Takeaway: An online marketplace like Amazon is protected under the safe harbour provisions outlined in the Digital Millennium Copyright Act if third-party sellers on its site are infringing copyrights of others.
The Federal Circuit upheld the U.S. District Court of Western District of Washington’s summary judgment for Amazon in Milo & Gabby LLC v. Amazon.com Inc., (Fed. Cir. 2017) stating that Amazon is not liable for copyright or trademark infringement based on third parties selling allegedly infringing products on its site and Milo & Gabby failed to preserves its patent infringement arguments.
Milo & Gabby tried to argue that Amazon being the “World’s Largest Internet Retailer,” it should be held liable because they effective sells the goods. Amazon also has a fulfillment service allowing merchants to ship their products to an Amazon warehouse and then Amazon would ship the product upon purchase. However, the court sided with Amazon and stated that because Amazon is not responsible for completing the sales and cannot sell products on their own accord, Amazon is not considered the seller.

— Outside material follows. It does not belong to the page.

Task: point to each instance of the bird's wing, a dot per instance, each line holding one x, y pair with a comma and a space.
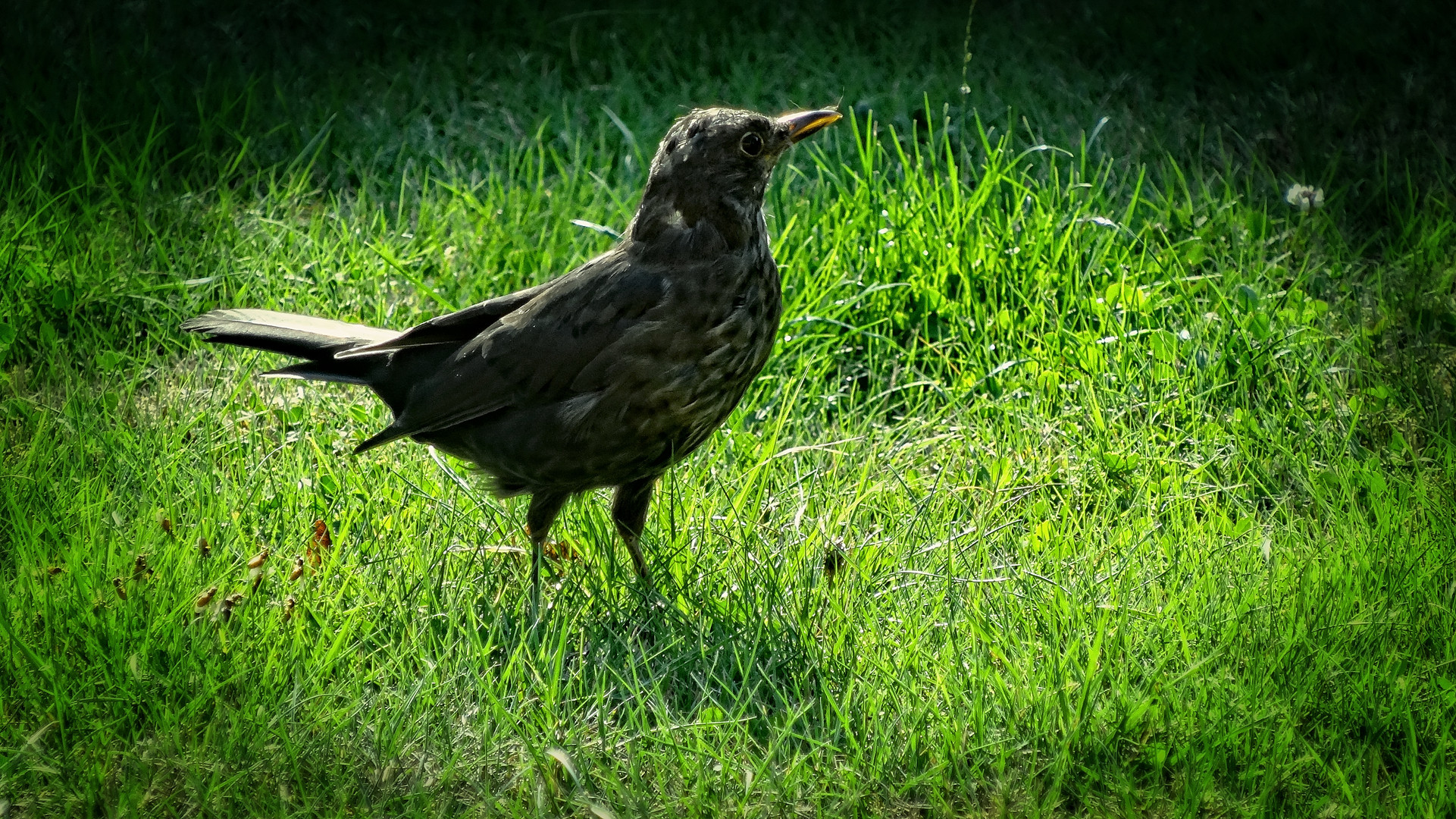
455, 328
534, 354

Courts have decided similar claims against Amazon for patent infringement and also against other online marketplaces like Amazon. The court explained that while “Amazon’s services made it easier for third parties to consummate a sale, the third parties remained the sellers.”
The court rejected Milo & Gabby’s patent claims on procedural grounds as it tried to raise a new issue on appeal. Further in terms of trademark and copyright infringement, the Federal Circuit agreed with the District Court that there was no valid enforceable trademark and Amazon was protected under safe harbour provisions outlined in the Digital Millennium Copyright Act.
“Because the third-party sellers retain title to the pillowcases at all times and Amazon merely provides an online marketplace … Amazon is not a seller in this case for the purposes of copyright infringement,” the judgment said.
Further, the court dismissed Milo & Gabby’s claim regarding palming or passing off because it was not brought up in the initial complaint, which only specified a false designation of origin claim, which is a much broader claim, and therefore did not provide proper notice to Amazon.